Mitraizm, MS 1. ve 4. yüzyıllar arasında Roma İmparatorluğu’nda yayılmış esrarengiz bir kült dindir. Doğası gereği son derece gizli olan bu büyüleyici kült hakkında bize miras kalan az sayıdaki kayıt, tarihsel kavrayışı güçleştirmektedir. Referanslar yetersiz, anekdotlara dayalı ve genellikle dini önyargılarla çarpıtılmıştır. Arkeoloji, yorumlara ve tartışmalara maruz kalsa da Mitraizm hakkındaki görüşümüzü genişletmiştir. Mitraizm kültünün ne olduğu – kökenleri, uygulamaları ve etkileri – yoruma açıktır.
Bu makale TheCollector sitesinden çevrilmiştir.
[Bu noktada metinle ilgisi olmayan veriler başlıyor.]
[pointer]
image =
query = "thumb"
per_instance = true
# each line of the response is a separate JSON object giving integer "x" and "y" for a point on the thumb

Mitraizm İnanışının Antik Kökenleri
Antik Hint-İran kökenli olan Mitraizm kültünün merkezi Pers İmparatorluğu‘nun kurulduğu bugünkü İran‘dı. Batı tarih yazımını önemli ölçüde etkileyen Zerdüşt Mithras, (Batı’da) ilk olarak Herodot ve Ksenophon gibi erken dönem Yunanlılar tarafından kaydedilmiştir.
Kozmik bir güç olan doğulu Mithras, evrenin düzenini denetlemek için göklere yükselmiştir. Ateş ve güneşle ilişkilendirilen bu güçlü tanrı, kozmosta ve insanların dünyasında uyumu korurdu.
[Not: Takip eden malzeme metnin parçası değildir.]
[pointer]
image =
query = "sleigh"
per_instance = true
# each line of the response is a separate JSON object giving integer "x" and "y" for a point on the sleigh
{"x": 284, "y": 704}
Kültürel olarak iç içe geçmiş bir figür olan Mithras, Greko-Romen etkisinden çok önce var olan Zerdüşt ve Vedik yorumların bir araya gelmesiyle gelişmiştir. Mithras’ın varyantları (Mehr, Myhir, Mihr, Mitra) Pers, Asur, Arap, Ermeni, Baktriya ve diğer halklar arasında mevcuttu. Roma’nın Doğu’daki yükselişinden bin yıldan daha fazla bir süre öncesine dayanıyordu. Roma tanrıyla karşılaştığında, kültün ne kadar karışık hale geldiğini bilmek mümkün değildir.
Roma kültünün kökleri kavramsal olarak Doğu’dan “ödünç alınmış” olsa da, bu yorumların daha sonraki Roma döneminde gelişen kült ile aynı olup olmadığı oldukça şüphelidir.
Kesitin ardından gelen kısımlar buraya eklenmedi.